U.S. District Judge L.T. Senter, who is hearing virtually all the Katrina lawsuits in Mississippi, now has his sights set on finding a way to quickly and fairly resolve hundreds of similar cases.
On Monday, Senter sent a letter soliciting advice from the roughly 180 attorneys involved in these cases. He asked them if they would support “some form of representative trial,” where cases would be tried among groups of plaintiffs instead of individually.
That same day, however, Senter refused to allow a group of homeowners to join in a single lawsuit against State Farm Fire and Casualty Co. The judge said a class-action lawsuit isn’t appropriate because the nature and extent of the damage to each plaintiff’s home varies widely from case to case.
State Farm spokesman Phil Supple said each case “deserves to be decided on its own merit.” However, Richard Phillips, a Batesville attorney who asked Senter to certify the class-action suit, said homeowners can’t afford to wait years for their cases to be tried, one by one.
“In mass disaster situations, it is in the financial interest of companies to simply deny claims across the board, forcing homeowners to litigate each claim,” Phillips said in a prepared statement.

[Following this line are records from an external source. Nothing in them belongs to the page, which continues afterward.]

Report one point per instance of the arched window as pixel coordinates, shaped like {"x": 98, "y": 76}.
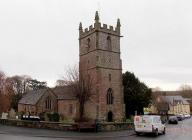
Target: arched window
{"x": 88, "y": 44}
{"x": 109, "y": 96}
{"x": 109, "y": 47}
{"x": 48, "y": 103}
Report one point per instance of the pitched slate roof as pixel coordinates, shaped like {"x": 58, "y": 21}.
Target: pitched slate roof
{"x": 32, "y": 97}
{"x": 64, "y": 93}
{"x": 175, "y": 99}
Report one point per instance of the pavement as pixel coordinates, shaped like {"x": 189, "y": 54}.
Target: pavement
{"x": 44, "y": 133}
{"x": 182, "y": 131}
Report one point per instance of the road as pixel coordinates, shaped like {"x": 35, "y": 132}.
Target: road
{"x": 182, "y": 131}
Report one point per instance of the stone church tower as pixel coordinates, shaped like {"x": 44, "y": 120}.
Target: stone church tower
{"x": 99, "y": 48}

Senter’s decision last Tuesday stemmed from a lawsuit that Paul and Julie Leonard of Pascagoula filed against Nationwide for refusing to cover all but $1,661 of the estimated $130,253 in damage to their home.

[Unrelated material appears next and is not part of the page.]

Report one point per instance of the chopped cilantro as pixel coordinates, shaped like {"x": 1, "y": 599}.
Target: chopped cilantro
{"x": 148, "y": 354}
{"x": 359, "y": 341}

The judge ruled that the company’s policies cover damage from wind but not from flood water, including wind-driven “storm surge.” He also said Nationwide’s policies contain “ambiguous” language that it has used to deny claims in cases where damage resulted from a combination of wind and water.
Those two conclusions closely mirror Senter’s previous rulings in other Katrina cases, legal experts and industry officials said.
“It’s an important case, but there are a lot of cases left,” said Jim Whittle, assistant general counsel for the American Insurance Association. “It remains to be seen whether and how it will affect all of them.”
The next trial for a Katrina insurance case is scheduled for January. In the meantime, other lawyers with Katrina lawsuits insisted that Tuesday’s ruling didn’t weaken their cases.
“We learned from this case. We’re more prepared now than we ever have been,” said Gulfport attorney William Weatherly, whose firm represents between 220 and 250 Gulf Coast homeowners who sued their insurers after the Aug. 29 storm.